Almost all of the increase, nearly $9 billion, is the result of a projected 3.04% increase in expenditures resulting from “defensive medicine.” A footnote in the report gives the source of that 3.04% figure as a paper published in 2000.That paper dealt with elderly patients who had a heart attack or ischemic heart disease (some of the most serious medical conditions) between 1984 and 1994 (a lifetime ago in terms of the advances in medicine). CAPP would take that number and apply it to all health care spending, today, on patients of all ages and medical problems. Indeed, the Hamm report says the increase assumes the “estimates of defensive medicine costs in connection with the treatment of coronary disease can be extended to all types of healthcare.”
And by all health care spending, CAPP may be including items such as medical research and medical facilities construction that would not seem to have any relation to a cap on malpractice payouts. The Hamm report’s source, as seen in footnote 41, for the “healthcare expenditures” that would be increased by 3.04% is “U.S. Census Bureau, Statistical Abstract of the United States: 2010, p. 97.” (That page is on page 3 of this PDF.) The footnote in the Hamm report does not indicate which number in the Statistical Abstract table is being prorated to come up with a California figure of almost $296 billion, but the footnotes on the Statistical Abstract table show the “Total expenditures” figure “[i]ncludes medical research and medical facilities construction not shown separately.” And the introduction to the table says “national health expenditures” includes “home health care; retail sales of prescription drugs; other medical nondurables; vision products and other medical durables…plus other health expenditures such as public health activities… medical sector investment, the sum of noncommercial medical research and capital formation in medical sector structures and equipment…” It’s not at all clear whether CAPP is claiming all of these would be subject to increases resulting from a change to MICRA. It’s easy to wonder why any of them would increase.

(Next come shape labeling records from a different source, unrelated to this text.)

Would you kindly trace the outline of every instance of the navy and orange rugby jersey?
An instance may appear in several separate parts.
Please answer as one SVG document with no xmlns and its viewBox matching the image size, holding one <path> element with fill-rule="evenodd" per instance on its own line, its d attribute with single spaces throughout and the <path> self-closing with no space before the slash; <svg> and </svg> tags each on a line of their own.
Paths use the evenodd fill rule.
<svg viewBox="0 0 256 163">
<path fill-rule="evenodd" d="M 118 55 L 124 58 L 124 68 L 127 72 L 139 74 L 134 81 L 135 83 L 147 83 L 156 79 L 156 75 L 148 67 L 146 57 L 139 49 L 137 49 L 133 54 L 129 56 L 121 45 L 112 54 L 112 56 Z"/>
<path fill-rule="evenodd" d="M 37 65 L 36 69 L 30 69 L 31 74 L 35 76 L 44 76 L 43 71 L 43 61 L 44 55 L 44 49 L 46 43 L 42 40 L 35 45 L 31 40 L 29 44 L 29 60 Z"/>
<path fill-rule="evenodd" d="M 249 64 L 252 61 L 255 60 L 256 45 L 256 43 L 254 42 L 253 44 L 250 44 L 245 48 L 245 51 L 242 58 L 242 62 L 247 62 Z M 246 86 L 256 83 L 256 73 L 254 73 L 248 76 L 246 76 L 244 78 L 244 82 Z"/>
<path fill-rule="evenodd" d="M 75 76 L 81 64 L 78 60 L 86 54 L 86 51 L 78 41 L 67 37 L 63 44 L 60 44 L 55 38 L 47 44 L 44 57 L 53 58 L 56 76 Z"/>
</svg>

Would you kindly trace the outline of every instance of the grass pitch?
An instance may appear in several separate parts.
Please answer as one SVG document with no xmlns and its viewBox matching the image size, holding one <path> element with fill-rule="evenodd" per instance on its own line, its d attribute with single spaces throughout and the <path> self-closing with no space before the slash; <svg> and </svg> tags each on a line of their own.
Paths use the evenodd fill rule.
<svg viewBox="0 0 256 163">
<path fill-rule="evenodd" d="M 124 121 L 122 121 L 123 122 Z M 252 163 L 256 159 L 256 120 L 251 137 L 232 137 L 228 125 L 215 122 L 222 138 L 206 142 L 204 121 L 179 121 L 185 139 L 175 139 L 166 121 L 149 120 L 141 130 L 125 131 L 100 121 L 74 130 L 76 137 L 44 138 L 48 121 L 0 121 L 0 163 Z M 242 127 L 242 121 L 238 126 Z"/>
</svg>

But an increase in “defensive medicine” does not account for all of the projected $9.5 billion increase in health care costs caused by doubling the MICRA cap. The Hamm report also indicates there would be a nearly $306 million increase in malpractice insurance premiums. That number assumes the state Insurance Commissioner, who has ultimate authority in the matter, would approve a 31.75% rate increase. But more tellingly, to come up with the $306 million figure, that rate increase is applied to a “projected” 2005 premium total for California of more than $963 million. According to the state Department of Insurance, the actual premiums written in California in 2005 were $697 million (line 11 of the 2005 California Premium and Loss Summary, click “Mkt Shr 2005″ in the left-side column). And that number has gone down every year since.
And the 31.75% rate increase? That number was concocted from numbers presented earlier in the Hamm Report, on page 37 (page 38 of the PDF), as estimates of what would happen if the MICRA cap were not just doubled but eliminated entirely. The prospect of a 31.75% rate increase flies in the face of data derived from the 2009 Medical Liability Monitor showing malpractice insurance premiums were actually lower in states without caps on damage awards than in states like California with caps.
CAPP’s $9 billion claim serves as a warning that all speculations about the effect of changes in MICRA, along with the supporting evidence, must be examined carefully if intelligent decisions are to be made.